Des gens sans importance – d’Henri Verneuil – 1956
Henri Verneuil, cinéaste fasciné par le film de genre américain, a souvent souffert cruellement de la comparaison avec ses grands modèles. Avec Des gens sans importance, la première ses quatre collaborations avec Jean Gabin, ses références sont clairement assumées, mais ce qu’il en fait est magnifique. Et en mot, son film est un chef d’œuvre. Si.
La toute première image est saisissante. Un restaurant isolé au bord d’une route balayée par les vents, relai routier qui semble sorti du Facteur sonne toujours deux fois… C’est d’emblée une ambiance de film noir qu’installe Verneuil. Pas de crime, ni de femme fatale, mais le destin implacable, et quotidien d’un homme comme les autres.
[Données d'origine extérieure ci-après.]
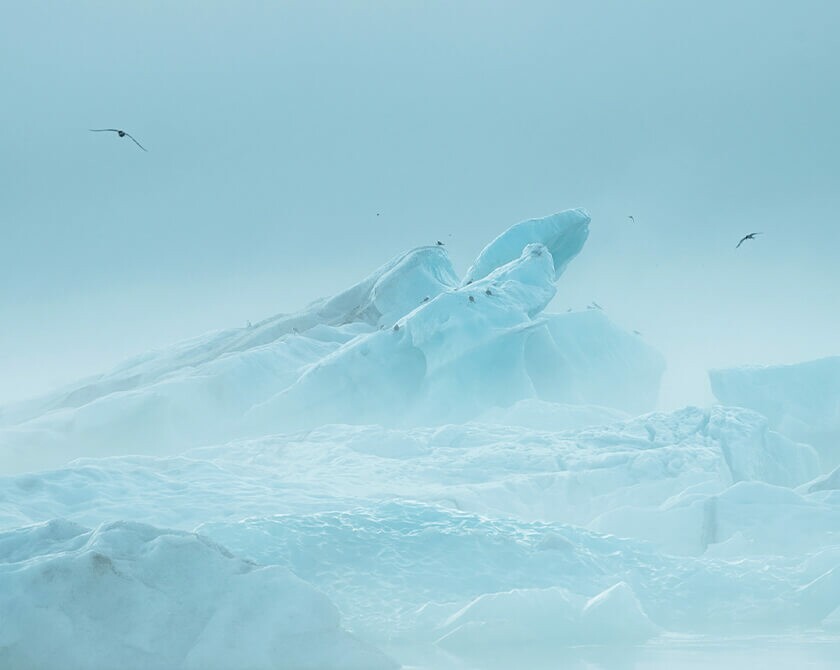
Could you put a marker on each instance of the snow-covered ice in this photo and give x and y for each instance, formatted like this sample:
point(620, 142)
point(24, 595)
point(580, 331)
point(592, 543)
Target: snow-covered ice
point(802, 400)
point(422, 468)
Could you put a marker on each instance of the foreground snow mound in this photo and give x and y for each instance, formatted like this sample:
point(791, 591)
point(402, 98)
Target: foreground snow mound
point(128, 595)
point(407, 346)
point(802, 400)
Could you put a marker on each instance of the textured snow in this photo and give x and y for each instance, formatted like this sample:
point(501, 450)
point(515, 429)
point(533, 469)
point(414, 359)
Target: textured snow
point(802, 400)
point(407, 345)
point(129, 595)
point(433, 467)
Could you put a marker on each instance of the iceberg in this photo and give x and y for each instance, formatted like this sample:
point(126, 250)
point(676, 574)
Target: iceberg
point(409, 345)
point(423, 469)
point(801, 401)
point(130, 595)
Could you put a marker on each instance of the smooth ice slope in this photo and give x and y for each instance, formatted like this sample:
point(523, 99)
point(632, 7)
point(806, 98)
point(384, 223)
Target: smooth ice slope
point(128, 595)
point(408, 345)
point(802, 400)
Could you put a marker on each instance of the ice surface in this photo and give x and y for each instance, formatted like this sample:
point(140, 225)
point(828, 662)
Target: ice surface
point(802, 400)
point(563, 234)
point(129, 595)
point(405, 346)
point(432, 467)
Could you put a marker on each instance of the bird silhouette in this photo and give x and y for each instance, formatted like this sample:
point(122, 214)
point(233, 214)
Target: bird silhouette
point(751, 236)
point(119, 132)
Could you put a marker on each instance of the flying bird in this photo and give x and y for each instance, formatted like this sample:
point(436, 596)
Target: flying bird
point(119, 132)
point(751, 236)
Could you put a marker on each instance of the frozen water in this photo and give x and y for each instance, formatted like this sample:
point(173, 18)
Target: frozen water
point(405, 346)
point(129, 595)
point(425, 468)
point(802, 401)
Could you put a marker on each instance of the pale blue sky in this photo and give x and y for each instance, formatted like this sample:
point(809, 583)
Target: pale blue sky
point(276, 131)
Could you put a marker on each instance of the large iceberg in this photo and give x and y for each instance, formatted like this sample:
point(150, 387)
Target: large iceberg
point(129, 595)
point(425, 468)
point(408, 345)
point(802, 400)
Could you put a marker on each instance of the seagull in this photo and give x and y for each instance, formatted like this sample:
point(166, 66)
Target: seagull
point(751, 236)
point(119, 132)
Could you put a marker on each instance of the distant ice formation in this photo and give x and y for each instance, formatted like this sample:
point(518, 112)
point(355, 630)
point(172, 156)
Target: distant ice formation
point(802, 400)
point(128, 595)
point(408, 345)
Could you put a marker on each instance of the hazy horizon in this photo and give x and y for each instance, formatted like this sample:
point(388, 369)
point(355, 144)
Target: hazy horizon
point(276, 132)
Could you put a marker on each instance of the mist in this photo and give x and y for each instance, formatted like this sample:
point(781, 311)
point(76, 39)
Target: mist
point(446, 336)
point(293, 147)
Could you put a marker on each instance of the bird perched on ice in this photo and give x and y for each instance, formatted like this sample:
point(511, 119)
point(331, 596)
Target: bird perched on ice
point(119, 132)
point(751, 236)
C’est Gabin, fatigué, superbe, dont on se demande s’il tient plutôt de Robert Mitchum, de John Garfield ou de John Wayne. Gabin, immense, homme entre deux âges qui trimballe au volant de son camion le poids d’une vie sans joie et sans satisfaction. Une épouse avec qui il ne partage plus que de la rancœur, sans rien avoir à lui reprocher, des enfants qui sont comme des étrangers, une vie qui se limite au bitume qu’il avale… Et cette rencontre avec une femme, Françoise Arnoul, qui pourrait être sa fille. Comme la promesse d’une nouvelle jeunesse.
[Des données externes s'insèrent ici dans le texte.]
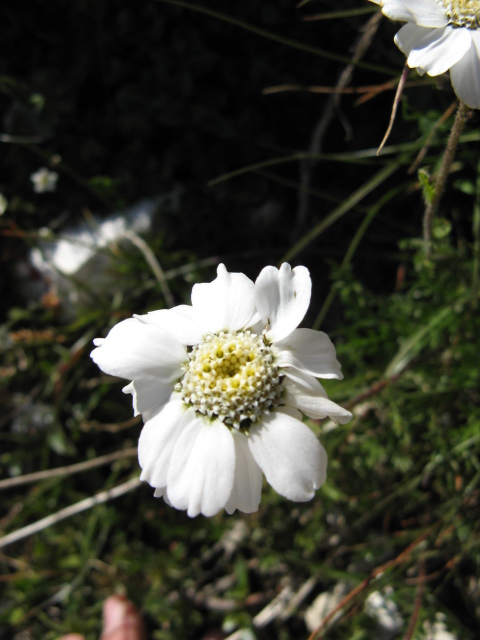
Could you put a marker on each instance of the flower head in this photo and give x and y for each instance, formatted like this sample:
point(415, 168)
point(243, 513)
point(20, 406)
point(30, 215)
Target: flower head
point(441, 35)
point(221, 385)
point(44, 180)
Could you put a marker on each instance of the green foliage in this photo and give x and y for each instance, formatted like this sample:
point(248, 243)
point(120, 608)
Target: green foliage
point(157, 102)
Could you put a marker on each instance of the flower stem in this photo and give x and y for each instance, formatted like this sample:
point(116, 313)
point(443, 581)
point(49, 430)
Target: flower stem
point(463, 113)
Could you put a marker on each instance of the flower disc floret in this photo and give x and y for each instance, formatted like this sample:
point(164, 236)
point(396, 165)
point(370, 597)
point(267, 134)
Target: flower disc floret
point(462, 13)
point(231, 377)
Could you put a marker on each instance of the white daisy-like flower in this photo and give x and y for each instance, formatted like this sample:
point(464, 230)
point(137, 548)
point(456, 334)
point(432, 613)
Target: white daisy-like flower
point(221, 385)
point(44, 180)
point(441, 35)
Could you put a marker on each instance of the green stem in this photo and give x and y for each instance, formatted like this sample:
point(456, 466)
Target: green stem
point(463, 113)
point(342, 209)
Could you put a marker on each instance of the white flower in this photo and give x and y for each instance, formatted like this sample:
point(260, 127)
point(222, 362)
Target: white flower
point(44, 180)
point(3, 204)
point(441, 35)
point(221, 384)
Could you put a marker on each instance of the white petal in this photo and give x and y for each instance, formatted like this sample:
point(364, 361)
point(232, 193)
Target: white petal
point(200, 475)
point(282, 297)
point(133, 349)
point(465, 74)
point(433, 50)
point(158, 439)
point(247, 483)
point(425, 13)
point(290, 456)
point(227, 303)
point(313, 403)
point(179, 321)
point(309, 351)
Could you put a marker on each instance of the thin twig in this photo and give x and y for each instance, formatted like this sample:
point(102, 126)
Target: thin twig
point(74, 509)
point(8, 483)
point(396, 102)
point(463, 113)
point(367, 89)
point(154, 265)
point(308, 164)
point(418, 603)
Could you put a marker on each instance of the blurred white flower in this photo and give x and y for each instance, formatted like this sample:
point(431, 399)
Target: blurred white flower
point(221, 385)
point(441, 35)
point(44, 180)
point(3, 204)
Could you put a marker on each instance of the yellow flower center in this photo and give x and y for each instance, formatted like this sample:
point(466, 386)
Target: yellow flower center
point(231, 377)
point(462, 13)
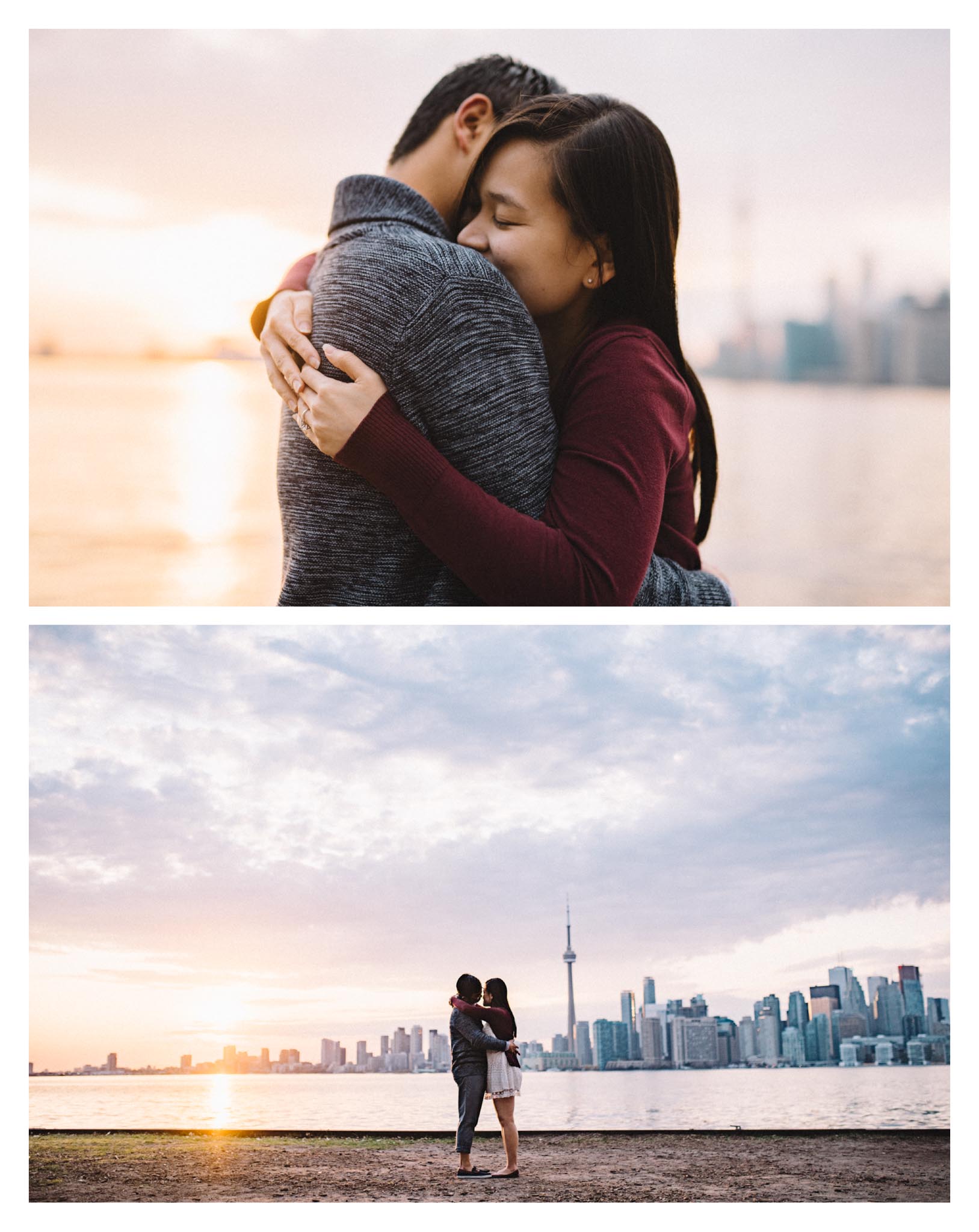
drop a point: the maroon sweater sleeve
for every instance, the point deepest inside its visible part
(498, 1019)
(622, 430)
(294, 281)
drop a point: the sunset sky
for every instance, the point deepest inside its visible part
(262, 837)
(177, 174)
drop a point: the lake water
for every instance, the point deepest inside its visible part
(153, 483)
(865, 1098)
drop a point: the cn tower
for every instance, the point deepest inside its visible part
(569, 959)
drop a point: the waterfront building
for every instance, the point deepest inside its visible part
(889, 1009)
(611, 1041)
(747, 1040)
(845, 1027)
(885, 1054)
(694, 1043)
(921, 342)
(939, 1020)
(818, 1039)
(728, 1050)
(651, 1040)
(823, 1001)
(582, 1044)
(659, 1013)
(873, 985)
(793, 1045)
(771, 1005)
(910, 984)
(770, 1035)
(798, 1014)
(569, 959)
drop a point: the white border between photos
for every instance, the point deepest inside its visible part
(16, 615)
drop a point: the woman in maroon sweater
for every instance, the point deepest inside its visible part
(575, 200)
(504, 1072)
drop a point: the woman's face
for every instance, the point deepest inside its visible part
(527, 236)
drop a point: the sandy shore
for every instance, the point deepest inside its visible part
(840, 1167)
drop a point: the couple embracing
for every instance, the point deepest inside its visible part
(492, 403)
(486, 1066)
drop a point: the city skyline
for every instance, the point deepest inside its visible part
(845, 988)
(242, 834)
(809, 150)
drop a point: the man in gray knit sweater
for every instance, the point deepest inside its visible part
(449, 336)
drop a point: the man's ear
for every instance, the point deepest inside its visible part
(474, 120)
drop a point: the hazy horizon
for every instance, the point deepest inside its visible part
(263, 837)
(168, 195)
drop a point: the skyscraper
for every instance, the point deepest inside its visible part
(939, 1018)
(793, 1045)
(824, 999)
(696, 1043)
(910, 984)
(582, 1044)
(889, 1009)
(798, 1012)
(569, 958)
(651, 1040)
(770, 1035)
(747, 1043)
(628, 1002)
(873, 984)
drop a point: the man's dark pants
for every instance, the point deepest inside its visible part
(471, 1091)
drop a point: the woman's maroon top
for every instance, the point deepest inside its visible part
(622, 487)
(501, 1020)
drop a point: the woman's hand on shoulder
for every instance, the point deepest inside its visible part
(330, 411)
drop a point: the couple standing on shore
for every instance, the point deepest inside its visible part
(486, 1065)
(506, 416)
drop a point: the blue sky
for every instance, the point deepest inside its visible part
(268, 836)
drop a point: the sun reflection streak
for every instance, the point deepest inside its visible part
(220, 1100)
(210, 446)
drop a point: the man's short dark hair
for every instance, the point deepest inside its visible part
(469, 986)
(504, 81)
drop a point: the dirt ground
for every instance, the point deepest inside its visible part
(845, 1167)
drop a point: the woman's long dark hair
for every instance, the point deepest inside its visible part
(498, 988)
(614, 175)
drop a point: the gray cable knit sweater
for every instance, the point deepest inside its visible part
(452, 340)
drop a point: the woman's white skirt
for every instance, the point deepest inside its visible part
(502, 1079)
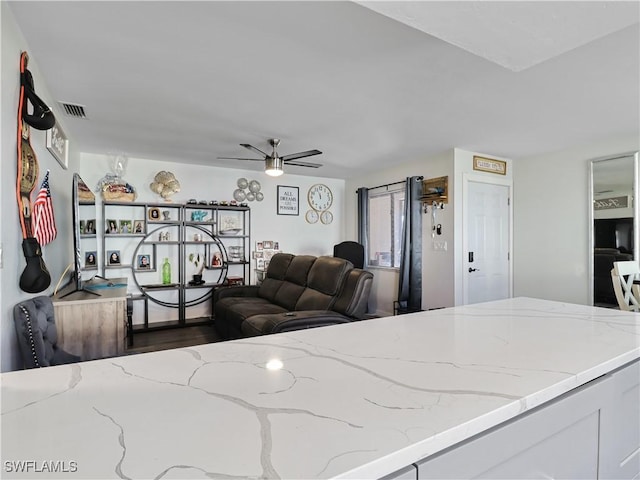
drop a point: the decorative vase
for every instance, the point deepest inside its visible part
(166, 272)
Tout somme juste et vrai. Le sens de la camaraderie, les soirées trop longues sur la route, les repas minables au coin d’une table, la fatigue, l’espoir d’un nouveau départ, et le couple de Gabin et de sa femme, pathétique et déchirant, superbe incarnation de la jeunesse envolée.
Verneuil s’inspire du cinéma américain, mais signe un film que l’on sent très personnel, et très français. Il s’approprie l’esthétique des grands cinéastes de l’âge d’or, citant John Ford dans un plan d’une beauté sidérante, signe de son modèle : Françoise Arnoul, serveuse maltraitée par ses clients, ouvre la porte qui donne sur une sorte de no man’s land, plan fordien qui semble l’isoler du monde… Magnifique.